COVID-19 is not yet done with the restaurant industry. Two years after the start of the pandemic, many American restaurant chains continue to struggle, faced with decrease of sales on the one hand and the rapid evolution of consumer behavior on the other. Chains that have avoided bankruptcy so far have done so at great expense, dumping dozens of restaurants — and in some cases, hundreds — in order to stay afloat.
Legacy brands from the 80s and 90s have been particularly hard hit in recent years, with once-massive chains like Ruby Tuesday and Boston Market suffering massive losses and shrinking to a few hundred locations each. Meanwhile, buffet-style restaurants like Ponderosa and Golden Corral have had their moment of judgment, prompted by the pandemic to reconsider a business model that may no longer be tenable.
Here are eight American restaurant chains that are shrinking right now.
For more fast food news, see 8 worst fast food burgers to avoid right now.
Ruby Tuesday made it through the pandemic, but barely. Like many other fast food chains for decades, Ruby Tuesday was pushed into bankruptcy, seeking Chapter 11 protection in end of 2020. Debt protection was granted in February 2021, but the chain emerged from bankruptcy court a ghost of itself, with its number of restaurants more than halved, from 451 to 209.
The Boston market has been in the news lately, following last year’s announcement ambitious expansion plans and the launch of a new take-out restaurant design. But the regional favorite has been in freefall for two decades, following a Chapter 11 bankruptcy filing in 1998.

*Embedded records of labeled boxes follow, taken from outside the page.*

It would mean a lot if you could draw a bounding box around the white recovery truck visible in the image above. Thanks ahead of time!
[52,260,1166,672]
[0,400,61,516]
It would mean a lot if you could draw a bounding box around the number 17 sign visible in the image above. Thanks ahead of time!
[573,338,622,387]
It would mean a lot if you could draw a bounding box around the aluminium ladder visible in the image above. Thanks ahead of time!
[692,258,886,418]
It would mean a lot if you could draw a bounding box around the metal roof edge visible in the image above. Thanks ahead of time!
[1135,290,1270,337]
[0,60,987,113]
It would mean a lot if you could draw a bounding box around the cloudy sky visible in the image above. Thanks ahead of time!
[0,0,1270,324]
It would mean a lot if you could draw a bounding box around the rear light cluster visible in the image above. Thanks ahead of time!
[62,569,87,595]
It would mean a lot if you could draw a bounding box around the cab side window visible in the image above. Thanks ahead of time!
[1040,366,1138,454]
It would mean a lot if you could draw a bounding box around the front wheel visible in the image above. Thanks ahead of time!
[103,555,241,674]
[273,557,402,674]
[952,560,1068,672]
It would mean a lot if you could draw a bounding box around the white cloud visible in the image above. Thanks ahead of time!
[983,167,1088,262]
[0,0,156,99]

Since then, Boston Market has passed through the hands of no less than three different parent companies and has seen its number of restaurants steadily decline, from a high of 1,200 units in 1998 to a all-time low of 326 last year.
But even America’s No. 1 buffet restaurant couldn’t beat the pandemic. Since 2018, Golden Corral’s footprint has shrunk by more than 25%, with most losses occurring in the past two years. Last month, the buffet chain reported a systemwide total of 360 restaurants, with 80 restaurants lost in pandemic-related closures.
Despite its significantly reduced footprint, Golden Corral is always planning a comeback, with plans for a new line of restaurants with a streamlined and, wait for it, takeout-friendly store design.
Beloved steakhouses Ponderosa and Bonanza (whose names were inspired by the 60s western show Bonanza) were acquired by FAT Brands in 2017, after decades of ownership by conglomerate Metromedia Restaurant Group and a filing of balance sheet in 2008.
While the sister brands have found some sort of sanctuary in the FAT brands, they show no signs of recovery after their years of decline. Their current number of collective restaurants adds up to just 23 slots, down from 75 in 2019.
Founded in 1934, Steak ‘n Shake is another decades-old fast food brand with an uncertain future. Passed from one parent company to another, Steak ‘n Shake experienced something of a resurgence in the late 2000s, under the leadership of entrepreneur Sardar Biglari. Unfortunately, that momentum was short-lived, starting to wane 2016.
In the years since, the company has regularly made headlines with its erratic finances, announcing a cut-sale of hundreds of its restaurants in 2018, and narrowly avoid bankruptcy in early 2021. During all this time, its number of stores has steadily decreased, from 423 restaurants in 2008 to only 306 in 2020.
One of the biggest stories of the decline of quick service chains, the number of Quiznos stores fell by one amazing 94% over the past 15 years. The sandwich chain hit its peak in 2006, with 5,000 units to its name. Since then, its footprint has (approximately) halved every five years: it fell to 2,800 units in 2010, 671 units in 2016 and 255 last year.
The sandwich brand hopes to find new sales through a partnership with ghost kitchen company Ghost Kitchen Brands, which in 2021 announced plans to bring Quiznos to 100 of its stores, in the United States and Canada.
Despite the liquidation of its parent company Luby’s in 2020, beloved burger chain Fuddruckers continues to hobble, acquired for $18.5 million by Black Titan Franchise Systems in late 2021. But Black Titan will have its work cut out trying to rehabilitate Fuddruckers.
The brand has been in steady decline since at least 2010, when it was acquired by Luby’s. Its number of stores has halved over the past decade, from 198 stores in 2010 just 92 last year.